Tobacco Effect

The ways in which tobacco smoke affects the human body have been under extensive research and study for many years. Recent findings may explain why cigarettes are so addicting. An unknown component or part of tobacco smoke appears to destroy an important enzyme in the brain called monoamine oxsidase B (MOA B). The enzyme is essential in breaking down excess amounts of the chemical dopamine, a nerve cell messenger chemical and one that is involved in pleasure-seeking behaviour. Apparently smokers have low levels of MOA B and have exceptionally abnormal levels of dopamine, which most likely encourage the smoker to go for the more pleasure seeking things such as smoking, and sometimes experimenting with more mind altering drugs.
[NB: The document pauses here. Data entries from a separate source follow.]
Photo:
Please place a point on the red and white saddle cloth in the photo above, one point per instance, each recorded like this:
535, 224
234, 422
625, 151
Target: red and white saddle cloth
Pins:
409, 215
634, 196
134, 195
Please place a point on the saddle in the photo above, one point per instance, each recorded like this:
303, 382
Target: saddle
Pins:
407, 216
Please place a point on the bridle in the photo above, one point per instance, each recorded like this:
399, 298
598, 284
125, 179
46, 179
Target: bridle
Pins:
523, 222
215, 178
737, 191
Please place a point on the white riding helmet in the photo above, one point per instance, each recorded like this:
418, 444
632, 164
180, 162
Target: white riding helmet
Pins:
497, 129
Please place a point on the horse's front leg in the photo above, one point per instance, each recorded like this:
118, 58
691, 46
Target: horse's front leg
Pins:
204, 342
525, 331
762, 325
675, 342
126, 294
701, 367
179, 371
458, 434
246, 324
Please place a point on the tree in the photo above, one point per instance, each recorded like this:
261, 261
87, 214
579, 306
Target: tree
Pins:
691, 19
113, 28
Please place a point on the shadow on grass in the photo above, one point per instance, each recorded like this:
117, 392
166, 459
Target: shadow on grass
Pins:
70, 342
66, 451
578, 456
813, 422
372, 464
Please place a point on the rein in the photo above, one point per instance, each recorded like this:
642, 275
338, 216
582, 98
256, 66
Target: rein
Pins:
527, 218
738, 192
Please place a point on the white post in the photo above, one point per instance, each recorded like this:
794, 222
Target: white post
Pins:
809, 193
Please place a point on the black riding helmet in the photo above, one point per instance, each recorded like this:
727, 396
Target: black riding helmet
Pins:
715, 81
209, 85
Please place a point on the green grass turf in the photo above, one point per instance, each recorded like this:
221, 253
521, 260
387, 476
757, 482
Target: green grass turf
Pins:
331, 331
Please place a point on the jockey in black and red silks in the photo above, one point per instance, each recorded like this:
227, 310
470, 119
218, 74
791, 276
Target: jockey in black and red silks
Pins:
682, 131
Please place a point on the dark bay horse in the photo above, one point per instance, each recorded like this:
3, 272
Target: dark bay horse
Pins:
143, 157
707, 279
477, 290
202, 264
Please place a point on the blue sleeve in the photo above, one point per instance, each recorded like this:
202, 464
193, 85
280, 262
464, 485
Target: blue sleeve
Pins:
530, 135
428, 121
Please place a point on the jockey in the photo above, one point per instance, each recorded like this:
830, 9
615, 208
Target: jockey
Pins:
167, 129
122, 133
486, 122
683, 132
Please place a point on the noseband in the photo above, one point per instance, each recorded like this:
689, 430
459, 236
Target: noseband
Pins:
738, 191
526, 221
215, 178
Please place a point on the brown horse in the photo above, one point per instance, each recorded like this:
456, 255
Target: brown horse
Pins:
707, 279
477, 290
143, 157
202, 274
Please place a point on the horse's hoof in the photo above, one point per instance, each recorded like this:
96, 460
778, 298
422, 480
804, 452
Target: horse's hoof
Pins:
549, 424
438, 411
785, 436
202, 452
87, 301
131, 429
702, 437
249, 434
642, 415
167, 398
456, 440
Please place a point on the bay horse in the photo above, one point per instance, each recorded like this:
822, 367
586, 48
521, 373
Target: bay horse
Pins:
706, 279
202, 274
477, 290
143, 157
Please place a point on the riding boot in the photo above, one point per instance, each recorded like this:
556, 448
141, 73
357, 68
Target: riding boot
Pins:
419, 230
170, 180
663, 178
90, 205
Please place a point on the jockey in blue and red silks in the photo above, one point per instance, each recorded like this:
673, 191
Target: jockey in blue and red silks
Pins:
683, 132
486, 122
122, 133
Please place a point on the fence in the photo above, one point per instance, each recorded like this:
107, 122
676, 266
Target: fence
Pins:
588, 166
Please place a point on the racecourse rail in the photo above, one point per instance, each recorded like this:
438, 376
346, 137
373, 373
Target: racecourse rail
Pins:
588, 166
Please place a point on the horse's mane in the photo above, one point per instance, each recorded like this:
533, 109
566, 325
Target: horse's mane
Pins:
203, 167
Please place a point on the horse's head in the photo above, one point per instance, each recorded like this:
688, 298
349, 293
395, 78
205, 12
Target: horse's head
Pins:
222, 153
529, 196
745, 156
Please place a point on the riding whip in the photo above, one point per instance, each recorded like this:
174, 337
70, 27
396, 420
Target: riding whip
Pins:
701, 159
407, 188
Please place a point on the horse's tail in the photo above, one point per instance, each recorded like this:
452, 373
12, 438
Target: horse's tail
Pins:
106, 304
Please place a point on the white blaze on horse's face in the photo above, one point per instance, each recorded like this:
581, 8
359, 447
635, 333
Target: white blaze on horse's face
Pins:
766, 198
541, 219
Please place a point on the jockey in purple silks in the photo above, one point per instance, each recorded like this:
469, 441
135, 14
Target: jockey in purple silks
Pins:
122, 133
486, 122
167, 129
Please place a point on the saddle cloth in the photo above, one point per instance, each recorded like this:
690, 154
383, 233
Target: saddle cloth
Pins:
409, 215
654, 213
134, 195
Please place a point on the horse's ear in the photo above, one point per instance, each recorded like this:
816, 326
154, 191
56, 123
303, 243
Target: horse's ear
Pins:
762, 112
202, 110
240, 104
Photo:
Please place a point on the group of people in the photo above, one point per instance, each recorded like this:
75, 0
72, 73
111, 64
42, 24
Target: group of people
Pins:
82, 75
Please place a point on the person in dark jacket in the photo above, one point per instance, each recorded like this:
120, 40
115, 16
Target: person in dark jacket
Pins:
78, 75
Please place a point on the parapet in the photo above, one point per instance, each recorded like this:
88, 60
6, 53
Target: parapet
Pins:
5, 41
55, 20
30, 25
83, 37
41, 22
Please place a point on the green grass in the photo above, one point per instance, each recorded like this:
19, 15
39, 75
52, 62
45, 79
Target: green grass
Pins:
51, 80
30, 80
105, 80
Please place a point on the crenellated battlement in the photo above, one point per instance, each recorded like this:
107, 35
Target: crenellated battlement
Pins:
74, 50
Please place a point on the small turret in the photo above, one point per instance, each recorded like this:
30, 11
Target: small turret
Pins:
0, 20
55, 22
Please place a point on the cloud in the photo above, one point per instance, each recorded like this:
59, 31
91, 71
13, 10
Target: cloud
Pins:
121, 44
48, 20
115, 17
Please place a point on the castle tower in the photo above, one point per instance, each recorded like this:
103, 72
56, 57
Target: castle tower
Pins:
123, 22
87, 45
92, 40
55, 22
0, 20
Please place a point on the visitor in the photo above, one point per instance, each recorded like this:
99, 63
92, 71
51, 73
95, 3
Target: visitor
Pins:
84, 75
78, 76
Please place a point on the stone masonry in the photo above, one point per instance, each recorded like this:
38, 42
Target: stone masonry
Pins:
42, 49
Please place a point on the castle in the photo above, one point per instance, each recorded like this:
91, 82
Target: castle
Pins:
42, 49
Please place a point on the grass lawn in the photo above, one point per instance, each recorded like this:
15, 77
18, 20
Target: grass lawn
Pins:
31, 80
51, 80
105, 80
Recent research has focused on the effects of Environmental Tobacco Smoke (ETS). This is the effect of smoke in the atmosphere and the environment and how it affects the non-smokers. The United States Environmental Protection Agency (EPA) estimates that exposure to ETS, which contains all of the same toxic chemicals that the smoker inhales, causes 3000 cancer deaths a year in non-smokers. It can also provoke less serious diseases such as asthma, impaired blood circulation, bronchitis, and pneumonia.
5 Facts About Children And Tobacco Use
1)Everyday more than 3000 adolescents (in the United States) smoke their first cigarette, taking the first big step to becoming regular smokers. One-third of these “new” smokers will eventually die of a tobacco related disease. 2) Forty percent of all teenagers who have tried to quit smoking have failed. 3) Smoking is one of those addictions that you get before you reach adulthood (18 years). 89% of all people who have ever smoke started doing it before they reached the age of 18. Barely anyone starts to smoke after that age (adulthood). 4) 70% of adolescent smokers wish that they hadn’t started and have tried to quit but did not succeed. 5) More than 80% of adolescent smokers who smoke more than a pack.